In Italia e in Europa, si è fatto un grande parlare di esso per descrivere l’avanzata del Movimento 5 Stelle e la crescita dei movimenti euroscettici in generale.
A “populismo” viene quasi sempre associato il termine “demagogia”, per certi versi impropriamente visto che il “demagogismo” è una caratteristica di tutte le forze politiche (populiste o meno) e si può ben considerare come una norma all’interno del sistema democratico moderno, il quale fonda la sua legittimazione proprio sul volere teorico del demos o popolo.

Oggi come nel passato “populismo” è stato usato per designare diversi movimenti e personalità politiche spesso trasvesali e differenti, ma accomunati dalle stesse motivazioni: atteggiamento di rottura con lo status quo politico e partitico, lotta alla corruzione e proposte di rinnovamento sociale e nazionale.
Storicamente, si potrebbero far risalire le prime forme di populismo moderno alla Rivoluzione Francese, e tra i diversi personaggi dela storia recente che potrebbero rientare in questa categoria, con tutte le ovvie e spesso grandi differenze, si possono citare Emiliano Zapata, Sandro Pertini, John Fitzgerald Kennedy, Mahathma Gandhi,Eva e Juan Domingo Peron, Nelson Mandela, Muammar Gheddafi e anche Adolf Hitler,Benito Mussolini e così via.

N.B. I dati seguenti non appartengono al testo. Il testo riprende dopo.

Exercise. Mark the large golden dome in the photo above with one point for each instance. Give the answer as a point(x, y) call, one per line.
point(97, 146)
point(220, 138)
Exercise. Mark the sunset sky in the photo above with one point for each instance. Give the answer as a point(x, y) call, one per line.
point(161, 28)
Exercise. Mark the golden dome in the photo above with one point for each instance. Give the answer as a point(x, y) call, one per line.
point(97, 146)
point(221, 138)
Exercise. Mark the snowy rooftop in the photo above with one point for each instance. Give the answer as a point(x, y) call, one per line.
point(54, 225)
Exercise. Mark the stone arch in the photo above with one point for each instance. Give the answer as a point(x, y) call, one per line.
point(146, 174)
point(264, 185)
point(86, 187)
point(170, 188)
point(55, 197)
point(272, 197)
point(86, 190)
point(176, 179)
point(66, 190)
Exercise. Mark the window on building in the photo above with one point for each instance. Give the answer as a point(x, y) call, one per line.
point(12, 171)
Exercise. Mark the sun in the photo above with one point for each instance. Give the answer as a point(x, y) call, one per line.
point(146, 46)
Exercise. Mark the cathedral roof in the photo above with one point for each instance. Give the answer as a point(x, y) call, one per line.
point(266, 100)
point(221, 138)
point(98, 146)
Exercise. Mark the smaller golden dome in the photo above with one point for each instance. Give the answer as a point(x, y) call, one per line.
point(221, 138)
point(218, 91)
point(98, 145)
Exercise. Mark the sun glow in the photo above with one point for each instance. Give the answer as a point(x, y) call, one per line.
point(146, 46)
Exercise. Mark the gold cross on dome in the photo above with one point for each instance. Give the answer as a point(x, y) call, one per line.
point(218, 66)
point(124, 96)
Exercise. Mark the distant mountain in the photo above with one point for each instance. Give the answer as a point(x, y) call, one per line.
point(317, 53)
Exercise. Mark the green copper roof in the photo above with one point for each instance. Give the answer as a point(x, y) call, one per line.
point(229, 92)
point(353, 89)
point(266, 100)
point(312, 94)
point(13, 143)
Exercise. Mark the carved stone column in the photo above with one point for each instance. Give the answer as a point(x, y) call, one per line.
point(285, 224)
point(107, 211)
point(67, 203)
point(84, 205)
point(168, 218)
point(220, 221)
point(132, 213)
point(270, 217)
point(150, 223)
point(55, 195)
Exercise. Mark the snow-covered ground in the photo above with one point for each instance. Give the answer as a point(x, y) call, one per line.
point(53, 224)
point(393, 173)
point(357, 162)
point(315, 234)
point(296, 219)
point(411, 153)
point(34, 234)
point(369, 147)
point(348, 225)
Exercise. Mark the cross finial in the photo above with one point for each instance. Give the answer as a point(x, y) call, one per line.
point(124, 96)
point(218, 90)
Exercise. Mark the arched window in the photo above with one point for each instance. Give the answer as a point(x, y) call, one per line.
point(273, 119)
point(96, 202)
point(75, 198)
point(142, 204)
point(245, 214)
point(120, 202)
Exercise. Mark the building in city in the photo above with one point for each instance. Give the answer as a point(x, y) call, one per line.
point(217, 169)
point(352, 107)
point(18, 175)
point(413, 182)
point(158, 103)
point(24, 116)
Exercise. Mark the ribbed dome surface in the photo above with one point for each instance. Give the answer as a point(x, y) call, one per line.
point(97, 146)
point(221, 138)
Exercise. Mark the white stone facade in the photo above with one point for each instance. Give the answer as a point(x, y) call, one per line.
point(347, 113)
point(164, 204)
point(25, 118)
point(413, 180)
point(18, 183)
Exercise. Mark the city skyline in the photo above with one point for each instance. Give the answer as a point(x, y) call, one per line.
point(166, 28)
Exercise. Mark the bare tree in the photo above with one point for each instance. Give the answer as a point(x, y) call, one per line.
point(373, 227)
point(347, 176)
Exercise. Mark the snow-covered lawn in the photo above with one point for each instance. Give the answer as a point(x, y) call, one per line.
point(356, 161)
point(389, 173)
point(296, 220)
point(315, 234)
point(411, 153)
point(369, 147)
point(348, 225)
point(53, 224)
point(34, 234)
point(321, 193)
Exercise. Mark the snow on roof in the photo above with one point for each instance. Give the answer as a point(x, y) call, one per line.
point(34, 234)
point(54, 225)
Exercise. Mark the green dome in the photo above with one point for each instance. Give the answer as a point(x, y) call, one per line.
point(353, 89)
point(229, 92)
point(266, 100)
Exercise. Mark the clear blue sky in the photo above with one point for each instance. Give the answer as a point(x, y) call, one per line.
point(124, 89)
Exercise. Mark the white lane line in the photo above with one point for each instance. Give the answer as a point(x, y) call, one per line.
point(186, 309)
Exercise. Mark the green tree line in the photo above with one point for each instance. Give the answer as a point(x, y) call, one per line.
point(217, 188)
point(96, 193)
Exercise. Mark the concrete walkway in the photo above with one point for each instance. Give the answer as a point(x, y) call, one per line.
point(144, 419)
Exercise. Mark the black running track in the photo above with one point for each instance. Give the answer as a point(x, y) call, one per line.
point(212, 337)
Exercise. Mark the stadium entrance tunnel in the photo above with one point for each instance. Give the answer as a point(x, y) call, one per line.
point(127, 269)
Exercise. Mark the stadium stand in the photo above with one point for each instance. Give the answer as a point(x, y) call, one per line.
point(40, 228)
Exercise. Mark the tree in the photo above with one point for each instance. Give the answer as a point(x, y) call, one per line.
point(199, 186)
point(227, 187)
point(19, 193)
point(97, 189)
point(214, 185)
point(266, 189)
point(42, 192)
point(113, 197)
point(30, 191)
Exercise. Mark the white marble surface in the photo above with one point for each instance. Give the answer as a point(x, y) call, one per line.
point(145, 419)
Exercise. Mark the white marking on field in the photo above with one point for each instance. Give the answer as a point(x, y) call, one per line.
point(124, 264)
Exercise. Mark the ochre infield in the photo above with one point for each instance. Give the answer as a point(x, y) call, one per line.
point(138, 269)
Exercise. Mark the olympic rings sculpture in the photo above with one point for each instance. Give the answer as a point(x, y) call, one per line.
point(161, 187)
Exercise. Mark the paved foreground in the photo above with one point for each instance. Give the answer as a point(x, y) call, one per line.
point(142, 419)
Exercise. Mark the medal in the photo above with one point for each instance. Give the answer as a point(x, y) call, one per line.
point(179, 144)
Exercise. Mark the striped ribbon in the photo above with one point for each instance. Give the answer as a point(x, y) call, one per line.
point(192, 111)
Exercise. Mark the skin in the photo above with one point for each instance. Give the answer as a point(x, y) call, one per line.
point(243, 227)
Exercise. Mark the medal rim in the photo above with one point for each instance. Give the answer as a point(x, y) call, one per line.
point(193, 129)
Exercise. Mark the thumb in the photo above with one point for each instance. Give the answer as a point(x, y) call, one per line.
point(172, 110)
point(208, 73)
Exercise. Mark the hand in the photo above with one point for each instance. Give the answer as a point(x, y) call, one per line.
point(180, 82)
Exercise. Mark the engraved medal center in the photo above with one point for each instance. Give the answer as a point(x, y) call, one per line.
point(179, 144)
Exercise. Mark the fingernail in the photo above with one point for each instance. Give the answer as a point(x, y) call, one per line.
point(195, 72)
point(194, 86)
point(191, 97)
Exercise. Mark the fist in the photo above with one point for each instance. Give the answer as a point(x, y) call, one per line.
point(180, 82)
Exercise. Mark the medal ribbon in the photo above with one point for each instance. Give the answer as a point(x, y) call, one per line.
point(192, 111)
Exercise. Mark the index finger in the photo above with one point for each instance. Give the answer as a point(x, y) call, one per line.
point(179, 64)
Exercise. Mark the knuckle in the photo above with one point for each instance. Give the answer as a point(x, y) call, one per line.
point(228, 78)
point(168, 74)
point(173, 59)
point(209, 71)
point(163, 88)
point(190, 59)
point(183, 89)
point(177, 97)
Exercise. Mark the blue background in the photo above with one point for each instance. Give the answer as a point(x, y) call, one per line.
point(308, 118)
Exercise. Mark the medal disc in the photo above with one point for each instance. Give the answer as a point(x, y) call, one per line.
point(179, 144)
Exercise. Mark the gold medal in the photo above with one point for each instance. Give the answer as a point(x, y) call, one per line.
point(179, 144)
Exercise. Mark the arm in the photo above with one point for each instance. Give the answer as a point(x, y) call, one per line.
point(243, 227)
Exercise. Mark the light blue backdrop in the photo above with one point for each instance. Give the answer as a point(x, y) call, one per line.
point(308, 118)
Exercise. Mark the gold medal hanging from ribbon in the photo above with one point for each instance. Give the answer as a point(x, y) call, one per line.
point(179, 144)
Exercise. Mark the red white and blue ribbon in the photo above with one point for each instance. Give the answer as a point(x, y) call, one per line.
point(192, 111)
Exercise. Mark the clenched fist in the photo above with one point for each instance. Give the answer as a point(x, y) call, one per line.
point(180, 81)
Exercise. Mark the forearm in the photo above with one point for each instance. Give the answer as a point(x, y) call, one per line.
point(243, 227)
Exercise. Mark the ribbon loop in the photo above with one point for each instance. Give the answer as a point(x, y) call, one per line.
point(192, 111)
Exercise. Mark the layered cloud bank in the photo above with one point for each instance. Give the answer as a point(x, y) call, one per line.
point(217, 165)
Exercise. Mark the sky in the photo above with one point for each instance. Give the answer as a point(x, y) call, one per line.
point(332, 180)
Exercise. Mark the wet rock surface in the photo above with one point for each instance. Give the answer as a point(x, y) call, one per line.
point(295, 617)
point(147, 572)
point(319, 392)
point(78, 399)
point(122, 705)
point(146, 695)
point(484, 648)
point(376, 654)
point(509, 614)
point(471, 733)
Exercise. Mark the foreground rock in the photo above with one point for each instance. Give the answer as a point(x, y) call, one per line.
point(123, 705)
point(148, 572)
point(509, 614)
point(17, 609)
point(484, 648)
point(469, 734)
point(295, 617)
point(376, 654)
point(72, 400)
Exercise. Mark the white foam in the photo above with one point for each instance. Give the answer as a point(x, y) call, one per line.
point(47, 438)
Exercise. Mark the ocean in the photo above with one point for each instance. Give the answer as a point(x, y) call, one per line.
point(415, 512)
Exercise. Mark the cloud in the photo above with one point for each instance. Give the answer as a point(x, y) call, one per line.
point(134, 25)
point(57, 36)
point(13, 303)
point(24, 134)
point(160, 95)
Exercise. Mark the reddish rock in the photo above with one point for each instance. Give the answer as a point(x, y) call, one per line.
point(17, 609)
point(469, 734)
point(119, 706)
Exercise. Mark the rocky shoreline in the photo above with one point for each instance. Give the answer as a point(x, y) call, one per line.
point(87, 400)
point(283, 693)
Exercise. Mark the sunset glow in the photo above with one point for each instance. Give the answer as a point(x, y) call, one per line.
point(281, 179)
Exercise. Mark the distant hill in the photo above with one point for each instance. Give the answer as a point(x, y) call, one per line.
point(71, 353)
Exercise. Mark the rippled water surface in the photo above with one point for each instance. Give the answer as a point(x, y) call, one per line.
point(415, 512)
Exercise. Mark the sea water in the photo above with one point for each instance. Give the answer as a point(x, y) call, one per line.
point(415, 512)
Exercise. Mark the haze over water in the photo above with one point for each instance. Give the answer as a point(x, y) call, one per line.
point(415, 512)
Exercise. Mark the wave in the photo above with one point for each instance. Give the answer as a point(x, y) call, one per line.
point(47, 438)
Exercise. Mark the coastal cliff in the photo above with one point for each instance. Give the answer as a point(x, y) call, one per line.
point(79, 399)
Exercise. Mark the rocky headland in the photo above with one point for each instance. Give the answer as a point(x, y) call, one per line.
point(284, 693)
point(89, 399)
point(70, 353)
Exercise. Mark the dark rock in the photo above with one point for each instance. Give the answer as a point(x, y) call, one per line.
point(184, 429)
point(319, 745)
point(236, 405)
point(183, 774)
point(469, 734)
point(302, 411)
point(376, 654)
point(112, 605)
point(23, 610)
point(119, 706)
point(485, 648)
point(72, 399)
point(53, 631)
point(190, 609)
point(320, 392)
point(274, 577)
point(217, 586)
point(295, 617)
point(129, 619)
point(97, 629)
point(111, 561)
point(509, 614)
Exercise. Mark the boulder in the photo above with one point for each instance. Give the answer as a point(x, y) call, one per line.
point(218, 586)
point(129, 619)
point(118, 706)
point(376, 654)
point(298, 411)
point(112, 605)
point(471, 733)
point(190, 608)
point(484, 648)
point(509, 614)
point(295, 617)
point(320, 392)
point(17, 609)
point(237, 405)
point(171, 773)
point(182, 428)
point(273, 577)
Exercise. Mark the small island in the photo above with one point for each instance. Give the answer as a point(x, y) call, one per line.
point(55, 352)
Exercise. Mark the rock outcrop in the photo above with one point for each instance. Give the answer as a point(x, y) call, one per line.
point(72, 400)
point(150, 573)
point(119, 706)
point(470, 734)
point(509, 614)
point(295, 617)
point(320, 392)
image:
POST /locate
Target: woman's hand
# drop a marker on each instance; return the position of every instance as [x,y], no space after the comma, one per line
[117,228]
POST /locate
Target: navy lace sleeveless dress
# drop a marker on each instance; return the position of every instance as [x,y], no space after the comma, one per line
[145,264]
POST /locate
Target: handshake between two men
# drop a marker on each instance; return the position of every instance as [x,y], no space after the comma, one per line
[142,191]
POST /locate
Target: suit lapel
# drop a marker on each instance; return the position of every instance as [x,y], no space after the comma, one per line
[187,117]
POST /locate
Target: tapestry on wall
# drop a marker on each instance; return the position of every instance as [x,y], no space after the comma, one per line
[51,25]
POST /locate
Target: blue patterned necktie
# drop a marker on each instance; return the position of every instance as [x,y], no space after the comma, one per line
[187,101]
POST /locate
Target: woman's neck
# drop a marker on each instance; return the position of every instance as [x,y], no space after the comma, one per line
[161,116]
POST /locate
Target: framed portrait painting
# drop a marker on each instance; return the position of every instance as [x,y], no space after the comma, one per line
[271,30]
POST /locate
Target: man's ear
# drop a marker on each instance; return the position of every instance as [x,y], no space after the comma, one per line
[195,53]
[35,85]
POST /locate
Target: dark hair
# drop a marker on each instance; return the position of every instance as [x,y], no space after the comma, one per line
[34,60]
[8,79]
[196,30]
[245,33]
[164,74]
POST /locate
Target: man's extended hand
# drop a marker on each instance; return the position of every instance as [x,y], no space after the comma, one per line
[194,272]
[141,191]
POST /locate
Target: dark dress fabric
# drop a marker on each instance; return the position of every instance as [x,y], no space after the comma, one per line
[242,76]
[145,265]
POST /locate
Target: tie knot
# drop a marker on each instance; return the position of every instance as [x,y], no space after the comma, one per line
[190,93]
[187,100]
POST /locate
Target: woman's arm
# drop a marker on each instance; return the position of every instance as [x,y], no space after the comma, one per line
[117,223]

La caratteristica fondamentale e comune a tutti i movimenti populisti, è il rifarsi socialmente perlopiù alla media e piccola borghesia e al proletariato in opposizione alle oligarchie dominanti e/o ai poteri forti, oggi tutto ciò che può essere identificato con il grande capitale internazionale.
Il populismo è stato ed è indubbiamente una carrateristica di gran parte dei movimenti di liberazione nazionale e/o anticoloniali, e dei movimenti o partiti ispirati da una visione che si potrebbe definire in modo molto generico “nazional-popolare”, sia di sinistra che di destra.

Indubbiamente, il populismo può portare sia effetti positivi che negativi, e non va sicuramente demonizzato come la maggior parte dei media e gli esponenti delle classi politiche e economiche dominanti fanno.

Esso ha sia la potenzialità di diventare terreno di coltura per la diffusione di forme dittatoriali, sia per la costruzione di una società migliore e maggiormente democratica.

E su quest’ultimo punto, si può ben dire che l’utilizzo costruttivo della giusta indignazione popolare può portare a un reale cambiamento sociale, al raggiungimento o alla consolidazione della sovranità popolare e democratica e così via.

Quindi, un populismo costruttivo e non troppo dipendente dal demagogismo, può essere considerato per molti versi un fatto tutto sommato positivo e da valorizzare nel miglior modo possibile.